Andy, both Scalia and Thomas are originalists, but originalists begin with the text and, if they need more, consider the historical context. But this isn’t a rote exercise. Obviously, any two people, looking at the same set of facts, and applying the same analytical standards, don’t necessarily come up with the same result. This isn’t mathematics.
Moveover, there are competing constitutional issues here, as in most cases. In the detainment cases, they involved habeas, due process, presidential powers, judicial review and separation of powers. I do not believe Thomas would have objected to Congress suspending habeas as a legitimate exercise of its constitutional power. In fact, in Hamdi he specifically quotes Justice Jackson for the proposition that Congress (and the president) have virtually sole authority in this area. But he also recognizes that whether or not Congress acts, the Executive has powers too. And that includes primacy in the conduct of war. In this there can be no doubt.

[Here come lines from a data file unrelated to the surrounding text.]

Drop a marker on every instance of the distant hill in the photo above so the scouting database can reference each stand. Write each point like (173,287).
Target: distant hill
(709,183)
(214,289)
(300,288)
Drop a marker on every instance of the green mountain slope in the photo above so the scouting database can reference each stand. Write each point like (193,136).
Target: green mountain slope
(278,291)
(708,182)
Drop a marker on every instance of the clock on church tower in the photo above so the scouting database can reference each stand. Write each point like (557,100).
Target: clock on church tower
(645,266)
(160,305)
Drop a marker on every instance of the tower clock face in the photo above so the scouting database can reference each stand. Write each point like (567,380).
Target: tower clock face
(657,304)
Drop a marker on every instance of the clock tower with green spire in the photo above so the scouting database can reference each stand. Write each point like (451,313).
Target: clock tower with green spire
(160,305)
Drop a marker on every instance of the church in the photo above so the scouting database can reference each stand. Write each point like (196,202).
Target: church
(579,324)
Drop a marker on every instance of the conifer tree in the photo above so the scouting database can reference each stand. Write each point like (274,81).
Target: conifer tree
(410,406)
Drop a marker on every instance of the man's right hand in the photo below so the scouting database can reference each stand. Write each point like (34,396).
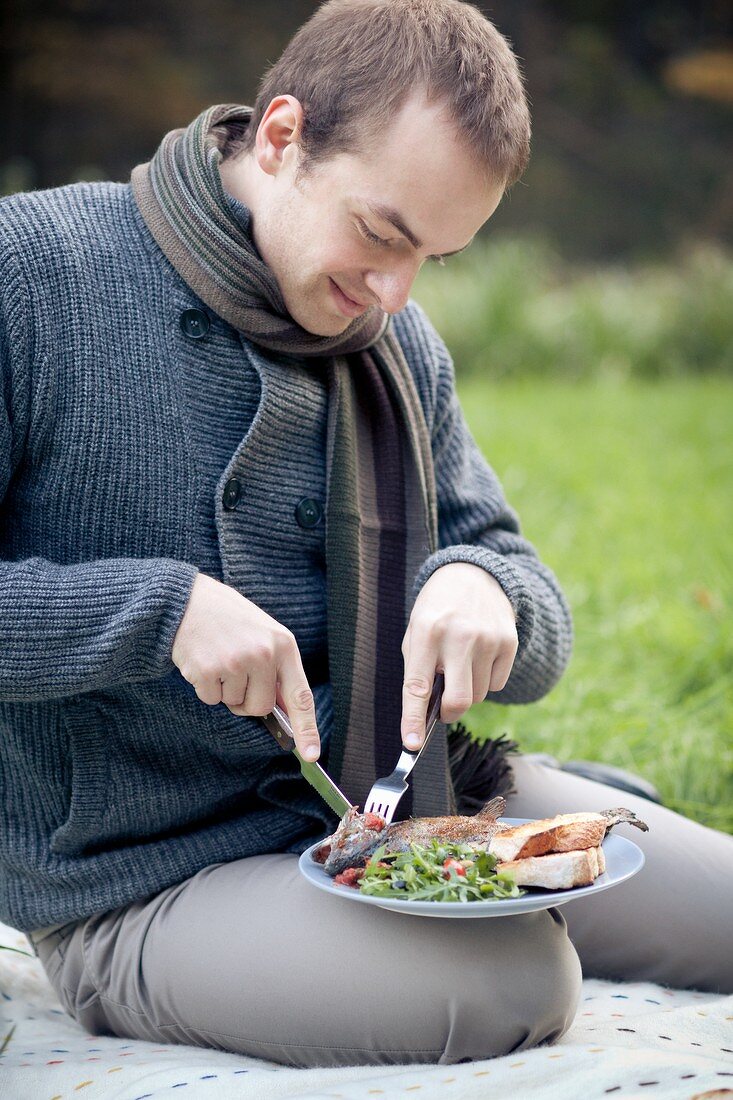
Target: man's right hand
(232,652)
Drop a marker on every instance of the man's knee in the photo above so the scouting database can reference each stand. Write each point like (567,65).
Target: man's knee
(525,992)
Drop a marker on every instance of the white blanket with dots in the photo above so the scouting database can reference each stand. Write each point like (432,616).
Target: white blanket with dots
(627,1041)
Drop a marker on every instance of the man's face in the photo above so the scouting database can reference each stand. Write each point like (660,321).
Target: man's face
(356,230)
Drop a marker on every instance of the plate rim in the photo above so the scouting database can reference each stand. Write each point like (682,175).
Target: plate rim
(480,909)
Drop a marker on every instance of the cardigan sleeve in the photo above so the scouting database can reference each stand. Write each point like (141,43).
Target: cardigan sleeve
(477,525)
(70,628)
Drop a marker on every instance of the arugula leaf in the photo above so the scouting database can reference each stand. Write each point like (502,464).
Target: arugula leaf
(438,871)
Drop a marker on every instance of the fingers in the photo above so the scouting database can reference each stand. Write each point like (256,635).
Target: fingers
(419,673)
(299,705)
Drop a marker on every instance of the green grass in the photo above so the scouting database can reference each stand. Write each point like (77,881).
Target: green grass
(626,490)
(515,308)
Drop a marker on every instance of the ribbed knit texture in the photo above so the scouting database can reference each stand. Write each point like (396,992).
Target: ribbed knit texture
(381,512)
(118,435)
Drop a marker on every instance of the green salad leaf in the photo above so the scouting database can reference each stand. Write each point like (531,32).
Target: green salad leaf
(437,871)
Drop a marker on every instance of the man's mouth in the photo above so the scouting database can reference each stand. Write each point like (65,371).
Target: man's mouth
(347,305)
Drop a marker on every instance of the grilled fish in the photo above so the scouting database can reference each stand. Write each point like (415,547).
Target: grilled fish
(359,835)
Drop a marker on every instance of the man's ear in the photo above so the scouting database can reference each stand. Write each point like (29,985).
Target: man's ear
(279,133)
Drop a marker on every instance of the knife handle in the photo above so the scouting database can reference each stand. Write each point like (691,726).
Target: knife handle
(277,724)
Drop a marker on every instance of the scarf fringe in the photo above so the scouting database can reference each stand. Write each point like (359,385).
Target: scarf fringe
(480,770)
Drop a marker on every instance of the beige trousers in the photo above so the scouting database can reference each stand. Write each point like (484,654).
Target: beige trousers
(247,956)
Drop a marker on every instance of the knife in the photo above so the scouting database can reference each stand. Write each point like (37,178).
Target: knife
(279,725)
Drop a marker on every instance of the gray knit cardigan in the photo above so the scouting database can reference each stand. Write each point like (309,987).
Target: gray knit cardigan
(118,436)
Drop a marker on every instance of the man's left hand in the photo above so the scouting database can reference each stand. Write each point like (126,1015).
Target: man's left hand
(463,626)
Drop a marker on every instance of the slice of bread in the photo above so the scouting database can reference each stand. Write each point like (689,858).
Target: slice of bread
(557,871)
(562,833)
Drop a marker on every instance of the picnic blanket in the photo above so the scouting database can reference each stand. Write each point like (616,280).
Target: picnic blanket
(627,1041)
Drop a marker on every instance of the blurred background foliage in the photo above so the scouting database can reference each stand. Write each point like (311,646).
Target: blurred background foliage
(632,103)
(591,322)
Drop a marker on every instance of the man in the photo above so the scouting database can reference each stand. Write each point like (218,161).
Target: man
(227,481)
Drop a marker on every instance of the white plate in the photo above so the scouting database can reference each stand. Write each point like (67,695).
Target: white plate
(623,858)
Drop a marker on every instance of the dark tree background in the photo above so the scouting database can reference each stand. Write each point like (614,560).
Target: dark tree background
(632,103)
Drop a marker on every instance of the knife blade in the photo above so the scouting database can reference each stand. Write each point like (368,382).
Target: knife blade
(279,725)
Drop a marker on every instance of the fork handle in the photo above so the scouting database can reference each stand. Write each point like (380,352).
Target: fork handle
(408,759)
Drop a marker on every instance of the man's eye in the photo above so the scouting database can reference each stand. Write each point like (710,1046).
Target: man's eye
(365,231)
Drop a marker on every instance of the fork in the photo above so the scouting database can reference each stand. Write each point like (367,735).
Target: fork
(384,795)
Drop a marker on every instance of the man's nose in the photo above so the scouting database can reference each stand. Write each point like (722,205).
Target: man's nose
(392,288)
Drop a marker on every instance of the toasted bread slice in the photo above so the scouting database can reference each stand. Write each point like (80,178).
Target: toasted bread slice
(562,833)
(560,870)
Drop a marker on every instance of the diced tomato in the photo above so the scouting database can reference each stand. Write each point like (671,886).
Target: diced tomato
(350,877)
(452,865)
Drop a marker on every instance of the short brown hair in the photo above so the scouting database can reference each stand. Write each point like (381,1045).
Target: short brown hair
(356,62)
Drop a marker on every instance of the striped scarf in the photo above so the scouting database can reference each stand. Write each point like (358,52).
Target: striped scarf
(381,514)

I take it that you consider yourself an originalist, yet I believe we disagree on Hamdi, as do Scalia and Thomas. (See my short article posted this morning.) Moreover, as I have pointed out, and you did in your piece yesterday, the issue in Hamdi wasn’t whether he had access to the courts. The government conceded he did. The question was the extent to which he could rebutt proof presented to the court in a habeas hearing. So, to me, habeas was not the issue. Now, having concluded that Hamdi had a hearing at which the government informed the court of the reasons for his detention, the constitutional requirement had been met. There’s nothing in the Constitution that specifically justifies the Court’s decision to apply some kind of due process analysis (confusing at that) on top of the habeas hearing in this case. Yet, the Constitution is quite clear about presidential supremacy in matters of war which, in my view, deserves deference.